Die Branchen-Fachverbände der Möbelindustrie mit Sitz Herford zu Praxis und Rechtsmäßigkeit von Konventionalstrafen.

Nach der Alno-Insolvenz im letzten Jahr verzeichneten viele Küchenhersteller massive Auftrags-Zuwächse, die daraus resultierten, dass sich die Alno-Kapazitäten auf andere Hersteller verteilten. Dieses erhebliche AuftragsWachstum führte wiederum dazu, dass die beauftragten Hersteller befürchten mussten, in Lieferverzug zu geraten – schlicht, weil sie die Auftragsflut nicht in der (meist früher) vertraglich vereinbarten Frist abarbeiten konnten.

Nach den Einkaufsbedingungen des Handels drohen in solchen Fällen Konventionalstrafen, für die möglicherweise Rückstellungen in den Bilanzen zu bilden sind.
Die Küchenmöbel-Hersteller sahen sich also einem erheblichen wirtschaftlichen Risiko ausgesetzt, sodass die Verbände der Holz- und Möbelindustrie Nordrhein-Westfalen e. V., Herford, ein Rechtsgutachten in Auftrag gaben, um die oftmals sehr drastischen Regelungen in den Einkaufsbedingungen großer deutscher Verbände und Händler überprüfen zu lassen.
Mit der Prüfung beauftragt wurde die überörtliche Großkanzlei Brandi Rechtsanwälte Partnerschaft mbB, Sitz Bielefeld. Deren Handelsrechts-Experte Dr. Bernhard König stellte auf der Mitgliederversammlung des Verbands der Deutschen Küchenmöbel-industrie e. V. im November 2017 dieses Rechtsgutachten erstmals vor.
Das Ergebnis in wenigen Worten zusammengefasst: Die Forderungen des Handels nach Konventionalstrafen, pauschaliertem Schadensersatz oder Kürzung der Einkaufspreise sind rechtswidrig. Zwar können Lieferverzug oder andere vertragliche Pflichtverletzungen Vertragsstrafen nach sich ziehen – allerdings nur, wenn sie wirksam vereinbart worden sind.
Die Vertragsstrafen-Regelungen des Handels finden sich überwiegend in sogenannten Allgemeinen Geschäftsbedingungen (AGB), für deren Wirksamkeit jedoch strenge Maßstäbe gelten.
Vor allem in Einkaufsbedingungen findet man typischerweise Klauseln, die die Durchsetzung von Schadensersatz-Ansprüchen erleichtern sollen, wenn der Lieferant seine Vertragspflichten nicht erfüllt hat. Häufig anzutreffen sind Klauseln,

  • nach denen alle Lieferzeiten garantiert oder alle Liefertermine Fixtermine sind,
  • in denen bei Lieferverzug ein pauschalierter Schadensersatz vorgesehen ist oder
  • die bei Nichteinhaltung von Lieferfristen Vertragsstrafen vorsehen.
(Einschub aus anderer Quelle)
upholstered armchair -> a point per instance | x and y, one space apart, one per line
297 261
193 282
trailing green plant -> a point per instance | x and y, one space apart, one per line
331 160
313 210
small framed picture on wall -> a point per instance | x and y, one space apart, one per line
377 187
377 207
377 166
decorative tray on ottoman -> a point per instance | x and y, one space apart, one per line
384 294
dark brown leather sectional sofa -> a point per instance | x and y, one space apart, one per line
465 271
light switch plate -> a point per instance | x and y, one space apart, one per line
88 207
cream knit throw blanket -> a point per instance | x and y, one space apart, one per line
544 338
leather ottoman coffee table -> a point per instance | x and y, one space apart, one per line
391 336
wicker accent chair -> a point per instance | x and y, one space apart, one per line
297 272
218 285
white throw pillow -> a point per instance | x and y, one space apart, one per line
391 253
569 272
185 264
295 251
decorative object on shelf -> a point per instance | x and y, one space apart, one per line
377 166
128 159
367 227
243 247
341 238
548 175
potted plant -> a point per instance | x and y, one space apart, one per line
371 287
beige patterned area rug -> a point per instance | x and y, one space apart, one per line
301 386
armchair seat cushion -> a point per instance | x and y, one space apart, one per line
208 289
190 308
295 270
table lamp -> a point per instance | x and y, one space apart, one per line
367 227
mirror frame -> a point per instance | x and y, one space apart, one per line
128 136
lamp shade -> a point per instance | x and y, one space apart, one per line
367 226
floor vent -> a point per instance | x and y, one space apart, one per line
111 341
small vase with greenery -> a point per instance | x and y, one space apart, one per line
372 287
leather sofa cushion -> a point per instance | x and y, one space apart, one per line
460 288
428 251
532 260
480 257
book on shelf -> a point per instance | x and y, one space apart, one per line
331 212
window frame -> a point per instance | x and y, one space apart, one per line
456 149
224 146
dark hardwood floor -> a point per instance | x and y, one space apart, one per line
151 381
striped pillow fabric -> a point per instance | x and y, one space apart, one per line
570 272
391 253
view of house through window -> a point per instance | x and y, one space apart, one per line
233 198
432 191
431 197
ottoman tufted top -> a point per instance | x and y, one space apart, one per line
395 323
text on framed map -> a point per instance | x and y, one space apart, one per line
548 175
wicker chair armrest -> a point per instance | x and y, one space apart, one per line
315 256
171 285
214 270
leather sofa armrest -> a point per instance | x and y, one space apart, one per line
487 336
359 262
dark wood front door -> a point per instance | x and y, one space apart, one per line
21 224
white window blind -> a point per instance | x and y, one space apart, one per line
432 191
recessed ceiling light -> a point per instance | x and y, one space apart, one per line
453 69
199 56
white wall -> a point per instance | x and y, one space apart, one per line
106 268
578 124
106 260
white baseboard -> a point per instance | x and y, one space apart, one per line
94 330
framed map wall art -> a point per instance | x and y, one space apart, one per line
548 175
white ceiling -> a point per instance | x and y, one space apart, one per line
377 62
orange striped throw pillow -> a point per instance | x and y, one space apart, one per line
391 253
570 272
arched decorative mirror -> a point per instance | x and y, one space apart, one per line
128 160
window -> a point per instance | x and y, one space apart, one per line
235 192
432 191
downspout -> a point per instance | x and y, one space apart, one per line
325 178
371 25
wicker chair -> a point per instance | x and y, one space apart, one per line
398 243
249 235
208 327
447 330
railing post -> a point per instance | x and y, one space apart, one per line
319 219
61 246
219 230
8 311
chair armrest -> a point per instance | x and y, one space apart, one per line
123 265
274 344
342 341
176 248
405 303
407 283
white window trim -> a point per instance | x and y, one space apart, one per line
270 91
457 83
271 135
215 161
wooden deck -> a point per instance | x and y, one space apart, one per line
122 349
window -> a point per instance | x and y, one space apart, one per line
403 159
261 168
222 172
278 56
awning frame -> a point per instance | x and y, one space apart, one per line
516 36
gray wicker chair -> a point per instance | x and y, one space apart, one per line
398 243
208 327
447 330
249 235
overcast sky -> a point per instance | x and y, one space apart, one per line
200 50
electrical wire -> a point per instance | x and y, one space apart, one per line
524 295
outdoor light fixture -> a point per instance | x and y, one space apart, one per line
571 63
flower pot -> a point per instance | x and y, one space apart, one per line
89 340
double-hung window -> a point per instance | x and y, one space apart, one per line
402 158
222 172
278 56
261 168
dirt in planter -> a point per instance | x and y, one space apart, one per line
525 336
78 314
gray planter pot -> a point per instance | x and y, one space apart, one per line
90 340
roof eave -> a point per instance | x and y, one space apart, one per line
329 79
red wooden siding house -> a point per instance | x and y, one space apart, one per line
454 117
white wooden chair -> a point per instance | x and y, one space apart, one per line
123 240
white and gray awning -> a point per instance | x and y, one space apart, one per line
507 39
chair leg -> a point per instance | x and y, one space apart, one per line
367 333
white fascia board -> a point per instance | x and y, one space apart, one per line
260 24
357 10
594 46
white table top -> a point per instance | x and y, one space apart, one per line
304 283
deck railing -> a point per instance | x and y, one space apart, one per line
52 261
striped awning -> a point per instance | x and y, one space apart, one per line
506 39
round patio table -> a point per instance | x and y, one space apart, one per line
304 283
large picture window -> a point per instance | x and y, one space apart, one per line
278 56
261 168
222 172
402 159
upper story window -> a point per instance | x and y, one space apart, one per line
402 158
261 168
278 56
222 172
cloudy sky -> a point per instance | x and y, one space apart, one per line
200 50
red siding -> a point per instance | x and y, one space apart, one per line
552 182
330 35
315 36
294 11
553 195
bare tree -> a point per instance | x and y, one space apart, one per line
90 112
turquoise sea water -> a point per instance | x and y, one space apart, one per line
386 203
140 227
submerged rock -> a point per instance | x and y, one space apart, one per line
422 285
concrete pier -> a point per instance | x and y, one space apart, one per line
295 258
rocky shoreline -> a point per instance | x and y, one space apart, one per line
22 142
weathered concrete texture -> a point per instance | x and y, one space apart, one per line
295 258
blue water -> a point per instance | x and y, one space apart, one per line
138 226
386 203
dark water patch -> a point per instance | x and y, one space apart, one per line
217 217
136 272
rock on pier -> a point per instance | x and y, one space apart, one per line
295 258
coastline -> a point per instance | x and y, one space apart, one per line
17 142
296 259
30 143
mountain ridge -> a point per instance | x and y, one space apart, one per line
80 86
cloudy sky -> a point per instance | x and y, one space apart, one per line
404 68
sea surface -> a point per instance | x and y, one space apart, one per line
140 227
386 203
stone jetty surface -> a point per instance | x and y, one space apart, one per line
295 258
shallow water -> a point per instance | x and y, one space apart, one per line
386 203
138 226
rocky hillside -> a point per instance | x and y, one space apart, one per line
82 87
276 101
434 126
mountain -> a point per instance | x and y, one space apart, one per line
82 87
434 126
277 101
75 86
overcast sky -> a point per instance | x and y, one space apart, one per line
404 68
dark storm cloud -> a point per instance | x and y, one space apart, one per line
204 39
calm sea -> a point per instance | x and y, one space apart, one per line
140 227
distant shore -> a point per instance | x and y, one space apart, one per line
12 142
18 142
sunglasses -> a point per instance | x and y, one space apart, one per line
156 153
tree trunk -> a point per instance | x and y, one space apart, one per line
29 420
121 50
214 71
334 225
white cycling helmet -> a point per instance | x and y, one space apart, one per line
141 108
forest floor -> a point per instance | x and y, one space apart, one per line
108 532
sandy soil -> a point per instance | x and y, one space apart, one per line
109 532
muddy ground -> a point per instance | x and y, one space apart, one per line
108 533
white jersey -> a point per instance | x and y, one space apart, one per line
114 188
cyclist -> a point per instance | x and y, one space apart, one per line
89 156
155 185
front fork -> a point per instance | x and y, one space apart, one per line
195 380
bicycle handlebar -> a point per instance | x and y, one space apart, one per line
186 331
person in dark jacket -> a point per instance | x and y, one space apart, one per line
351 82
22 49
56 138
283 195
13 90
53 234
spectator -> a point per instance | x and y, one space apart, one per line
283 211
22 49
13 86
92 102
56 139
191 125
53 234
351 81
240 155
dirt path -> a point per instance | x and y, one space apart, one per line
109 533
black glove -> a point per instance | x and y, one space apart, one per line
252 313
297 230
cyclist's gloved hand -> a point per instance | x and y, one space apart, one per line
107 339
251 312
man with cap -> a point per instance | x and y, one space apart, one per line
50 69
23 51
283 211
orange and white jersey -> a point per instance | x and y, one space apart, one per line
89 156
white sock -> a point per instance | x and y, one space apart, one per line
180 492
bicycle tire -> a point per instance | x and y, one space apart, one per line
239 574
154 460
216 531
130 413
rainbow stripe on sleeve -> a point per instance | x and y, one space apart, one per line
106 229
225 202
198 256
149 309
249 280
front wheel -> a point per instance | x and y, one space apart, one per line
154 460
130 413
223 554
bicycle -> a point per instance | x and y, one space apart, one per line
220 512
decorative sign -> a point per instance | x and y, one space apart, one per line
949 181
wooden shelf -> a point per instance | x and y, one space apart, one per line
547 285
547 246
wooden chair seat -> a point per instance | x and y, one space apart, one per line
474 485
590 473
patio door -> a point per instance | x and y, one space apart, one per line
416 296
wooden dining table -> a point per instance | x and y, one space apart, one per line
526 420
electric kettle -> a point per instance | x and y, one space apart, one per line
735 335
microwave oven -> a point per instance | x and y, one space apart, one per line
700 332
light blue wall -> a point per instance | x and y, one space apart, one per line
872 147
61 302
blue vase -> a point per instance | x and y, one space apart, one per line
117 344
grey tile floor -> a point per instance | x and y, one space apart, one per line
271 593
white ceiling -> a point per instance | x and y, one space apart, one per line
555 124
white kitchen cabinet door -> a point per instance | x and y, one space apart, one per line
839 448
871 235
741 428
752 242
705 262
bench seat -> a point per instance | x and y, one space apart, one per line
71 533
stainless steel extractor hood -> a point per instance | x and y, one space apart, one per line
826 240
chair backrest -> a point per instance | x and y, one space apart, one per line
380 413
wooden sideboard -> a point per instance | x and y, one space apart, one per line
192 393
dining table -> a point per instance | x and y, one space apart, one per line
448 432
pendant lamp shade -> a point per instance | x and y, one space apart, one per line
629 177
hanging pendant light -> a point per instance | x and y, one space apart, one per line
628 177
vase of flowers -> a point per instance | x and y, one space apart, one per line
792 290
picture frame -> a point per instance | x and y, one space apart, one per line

Es kommt also auf die Frage an, ob der Hersteller mit dem Händler eine individuelle Vereinbarung über den Inhalt der Vertragsstrafen-Klausel getroffen hat oder ob der Händler einen formularmäßig vorformulierten Text verwendet, den er dem Hersteller zur Unterschrift vorlegt, ohne dass jener seine Vorstellungen einbringen kann.
Haben Hersteller und Händler eine Individual-Vereinbarung getroffen, gibt ihnen der Gesetzgeber einen deutlich größeren Spielraum. Sie dürfen hier auch vom Gesetz abweichende Vereinbarungen treffen.
Dass zwischen den Einkaufsverbänden des Möbelhandels und ihren Lieferanten Individual-Vereinbarungen getroffen wurden, dürfte eher die Ausnahme sein. Deutlich häufiger anzufinden sind im Handelsverkehr nämlich AGB und Formularverträge, für die engere gesetzliche Grenzen gelten.
Darüber hinaus stellt sich die Frage, welcher konkrete Schaden dem Möbelhandel überhaupt entstanden ist, wenn der Hersteller verspätet liefert. Wenn überhaupt ein finanzieller Schaden entstanden ist – die bloße Verärgerung des Endkunden über die zu spät gelieferte Küche o. Ä. reicht hier nicht aus –, so dürfte dieser ausgesprochen gering sein und wäre im Übrigen vom Handel nachzuweisen.
Das Rechtsgutachten kommt zu dem Schluss, dass

  • in der überwiegenden Zahl der Fälle die Vertragsstrafen-Regelungen in den Allgemeinen Geschäftsbedingungen des Handels rechtswidrig sind,
  • dementsprechend keine Ansprüche des Handels auf Zahlung von Vertragsstrafen bestehen und
  • für unwirksame Vertragsstrafezusagen deshalb auch keine Rückstellungen gebildet werden müssen.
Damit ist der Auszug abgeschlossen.